The class is not just for Asian Americans, she insisted. “It’s a class directed to everybody in this community, because Asian American history is our history. If you want to understand what happened here in the Pacific Northwest, you’ve got to understand Asian American history,” Gouveia said. “It’s all connected.” Calling for all ethnic studies classes, including the Asian American intro, to be offered regularly, she explained, “This is an investment in the community, and this is an investment in all students.”

As investments go, it’s modest: an instructor like Vo would only be paid in the range of $5,000 per class—on the higher end for local community-college adjuncts, the temp workers of higher-ed.

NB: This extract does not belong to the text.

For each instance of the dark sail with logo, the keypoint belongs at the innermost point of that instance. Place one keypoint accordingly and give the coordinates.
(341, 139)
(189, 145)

While institutional costs for a single class are tricky to calculate, it’s hardly a commitment that would break the budget, especially at a time when interest among (revenue-generating) students should be growing.

Solidarity and representation

Although there have been fears among faculty that these debates have pitted Asian American and Black concerns against each other, neither interpersonal conflicts nor worries about scarce resources should prevent BC from committing to fully support all areas of ethnic studies. For her part, Gouveia said she saw no tension among student groups on these issues.

“Anyone who has experienced ethnic studies understands that there is nothing competitive about the narratives and histories of the major ethnicities that comprise the curricula of higher education and K-12,” said Dr. Kyle Kinoshita, an expert in K-12 educational leadership. “It is the opposite. Asian American studies powerfully reinforce and complement the stories of Black, Native and Latinx peoples in understanding how racism and White supremacy came into being, and how they ‘work’.”

A veteran of ethnic studies organizing as a student and a school district administrator, Kinoshita traced the local history of Asian American and Black solidarity organizing to the 1960s, citing leaders like Aki Kurose and Phil Hayasaka, as well as radical youth activists. Along with ethnic studies campaigns, both groups connected through struggles against housing segregation and gentrification. Last year, Kinoshita helped the Seattle JACL organize an online series fighting anti-Blackness within the Japanese American community.

“Asian American studies is a powerful counter to anti-Blackness,” Kinoshita explained. “It is a part of the larger response Asian Americans must embrace in uprooting anti-Blackness and the ‘model minority’ narrative that supports it.”

Support for BIPOC communities’ concerns is not merely a matter of individuals’ identities. Appointing Gov. Locke as interim president didn’t constitute a reckoning with Bellevue’s anti-Asian past, and the historic nature of his political career doesn’t substitute for classes in Asian American history.

In the NW Asian Weekly article, Locke erroneously stated that no Asian American studies classes would be offered this fall at many local community colleges, or at the University of Washington. While he graciously acknowledged his mistake when corrected, the episode is a reminder that antiracist advocacy does not end when BIPOC leaders gain power—rather, diverse leadership is a means to ensure that community issues are addressed equitably.

Grier, the DEI administrator, was unequivocal about the school’s ongoing commitment to equity, asserting that “it is imperative that we continue to strive to do and be better and with a sense of urgency.” Although these controversies make rebuilding trust harder, it’s still true that Bellevue College could be a regional and national leader on Asian American issues. For now, Asian American communities will keep watching developments on the Eastside.